Triggers add a new event name that YAML scripts can listen to.

That lets addon code wake up scripts when something specific happens in your domain.

Examples from the current runtime:

  • messageCreate
  • buttonClick
  • selectMenu
  • modalSubmit
  • everyMinute
  • everyHour
  • botReady

Scripts subscribe to these names through YAML:

actions:
  - id: sendMessage
    triggers:
      - messageCreate
      - ticketCreated

How to create it

Emitting a trigger manually

Addon code can emit a trigger through the engine service:

Prop

Type

Example: emit a custom trigger from an event

import { Event, Events, Context, Variable } from '@itsmybot';
import { Message } from 'discord.js';
import MyAddon from '..';

export default class TicketCreateEvent extends Event<MyAddon> {
  name = Events.MessageCreate;

  async execute(message: Message<true>) {
    if (!message.content.startsWith('!ticket')) return;

    const user = message.member
      ? await this.manager.services.user.findOrCreate(message.member)
      : await this.manager.services.user.findOrNull(message.author.id);

    if (!user) return;

    const context: Context = {
      message,
      member: message.member || undefined,
      user,
      guild: message.guild,
      channel: message.channel,
      content: message.content,
    };

    const variables: Variable[] = [
      { name: 'ticket_reason', value: 'manual request' },
    ];

    this.manager.services.engine.event.emit('ticketCreated', context, variables);
  }
}

Then a script can listen to it:

actions:
  - id: sendMessage
    triggers: ticketCreated
    args:
      components:
        - type: text-display
          content: "Ticket opened for [[ticket_reason]]"

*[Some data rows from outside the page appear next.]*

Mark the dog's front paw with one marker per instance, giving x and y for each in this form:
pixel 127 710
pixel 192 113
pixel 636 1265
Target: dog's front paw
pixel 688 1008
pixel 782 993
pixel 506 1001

Because trigger names are just strings, collisions are possible.

Use a clear and specific name for custom triggers, for example:

  • ticketCreated
  • ticketsPanelOpened
  • storePurchaseCompleted

If your addon emits many triggers, adding a prefix or namespace can still help.

When to use a custom trigger

Use a custom emitted trigger when:

  • addon code detects a domain-specific event
  • you want YAML scripts to react to it
  • there is no built-in trigger name that fits

If you only need runtime logic inside the addon itself, emit nothing and keep the logic inside your addon class.